La communauté française en Hongrie commence à perdre patience. Le gouvernement de Viktor Orban multiplie les lois controversées aux accents nationalistes et semble faire tout son possible pour réduire la présence des entreprises étrangères. Au risque d’oublier les règles européennes de libre concurrence. Un premier "plan de protection du pays" a instauré des "taxes de crise" frappant certains secteurs comme l’énergie, la grande distribution ou les banques. Or ces secteurs sont ceux qui comptent le plus d’entreprises étrangères.
En première ligne : la France avec des groupes comme EDF, Auchan, Suez et Veolia. Des lois spéciales ont également été votées, notamment concernant les tickets restaurant, un secteur trusté par les Français Sodexho, Accor et Chèque déjeuner. Or, depuis le 1er janvier, une loi a fait du ticket repas un monopole d’Etat.

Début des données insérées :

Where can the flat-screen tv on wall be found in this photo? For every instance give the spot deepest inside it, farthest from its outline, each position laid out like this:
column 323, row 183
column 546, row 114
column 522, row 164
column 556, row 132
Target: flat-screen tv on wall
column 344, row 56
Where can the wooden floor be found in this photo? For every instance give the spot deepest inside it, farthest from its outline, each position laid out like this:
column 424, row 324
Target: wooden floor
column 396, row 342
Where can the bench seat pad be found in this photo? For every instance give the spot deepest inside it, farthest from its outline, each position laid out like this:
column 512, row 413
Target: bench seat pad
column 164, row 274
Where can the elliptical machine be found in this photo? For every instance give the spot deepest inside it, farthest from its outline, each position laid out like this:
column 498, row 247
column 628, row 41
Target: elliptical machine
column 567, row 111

La manière forte parfois employée
Marta Naguy, qui gère la filiale de Chèque Déjeuner en Hongrie, a raconté à Europe 1 qu’elle n’a rien vu venir. "Nous apprenons le 19 novembre que notre activité est mise en danger, qu’à partir de janvier il n’y aura qu’une seule société d’Etat qui aura le droit d’émettre des titres", explique-t-elle. Pour elle, l’objectif de l’Etat hongrois est clair : il s’agit de "monopoliser des activités qui jusqu’ici étaient détenues par des entreprises françaises, allemandes ou anglaises".
"Comment sauver les emplois dans la société ?" :
La manière forte est parfois employée : la ville de Pécs a décidé, du jour au lendemain, que le centre de traitement des eaux ne serait plus géré par le groupe français Suez. Un matin, tout a donc été bouclé et une entreprise locale s’est installée, avec l’aide de vigiles.

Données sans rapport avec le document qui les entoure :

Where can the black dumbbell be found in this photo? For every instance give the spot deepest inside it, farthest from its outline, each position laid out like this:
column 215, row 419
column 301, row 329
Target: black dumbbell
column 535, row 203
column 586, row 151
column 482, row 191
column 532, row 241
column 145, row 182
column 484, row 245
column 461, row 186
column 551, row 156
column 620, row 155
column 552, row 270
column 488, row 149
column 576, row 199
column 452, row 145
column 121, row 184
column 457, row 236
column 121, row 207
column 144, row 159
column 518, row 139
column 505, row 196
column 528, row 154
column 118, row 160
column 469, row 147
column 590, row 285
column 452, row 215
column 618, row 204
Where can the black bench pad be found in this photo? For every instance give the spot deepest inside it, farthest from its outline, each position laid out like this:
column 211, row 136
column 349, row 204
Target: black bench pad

"On cherche toujours des boucs émissaires"
Le gouvernement hongrois met donc en avant un patriotisme économique poussé à l’extrême. Son argument : les sociétés étrangères viennent voler des marchés aux Hongrois pour rapatrier ensuite leurs bénéfices en dehors du pays. Dans les milieux économiques, même hongrois, cette idée a bien du mal à passer. "Cela n’a aucun sens", s’est indigné au micro d’Europe 1 l’économiste Andrach Vértech. " En période de crise, on cherche toujours des boucs émissaires", note-t-il, affirmant qu’au contraire, "la Hongrie a besoin des investisseurs étrangers". "Il faut garder ceux qui sont là et en attirer de nouveaux, sans cela le pays ne pourra pas se moderniser".

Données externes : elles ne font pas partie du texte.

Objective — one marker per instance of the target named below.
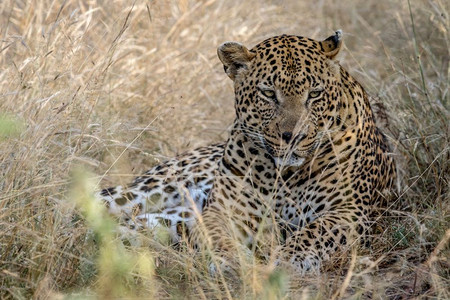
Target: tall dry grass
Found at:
(115, 87)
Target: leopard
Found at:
(304, 159)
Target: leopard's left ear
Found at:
(332, 44)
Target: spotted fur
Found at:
(304, 159)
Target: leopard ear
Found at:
(332, 44)
(235, 58)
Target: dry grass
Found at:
(115, 87)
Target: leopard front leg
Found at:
(223, 240)
(329, 234)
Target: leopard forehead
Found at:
(290, 63)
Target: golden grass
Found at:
(115, 87)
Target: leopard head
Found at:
(287, 92)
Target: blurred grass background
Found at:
(115, 87)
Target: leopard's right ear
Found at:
(235, 57)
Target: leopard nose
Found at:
(286, 136)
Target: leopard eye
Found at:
(314, 94)
(268, 93)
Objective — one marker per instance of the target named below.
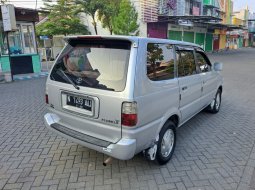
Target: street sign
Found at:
(44, 37)
(9, 19)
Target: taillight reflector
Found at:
(129, 120)
(129, 114)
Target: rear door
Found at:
(88, 84)
(208, 77)
(189, 82)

Les dossiers s’accumulent à Bruxelles, mais ces recours juridiques complexes prennent beaucoup de temps. En attendant, la France a nommé des médiateurs qui ont parfois obtenu quelques résultats. Prudent, le secrétaire d’Etat français au commerce extérieur, Pierre Lellouche, a préféré remettre à plus tard une visite prévue en Hongrie, dans l’attente d’une décision de l’Union européenne sur la constitution hongroise.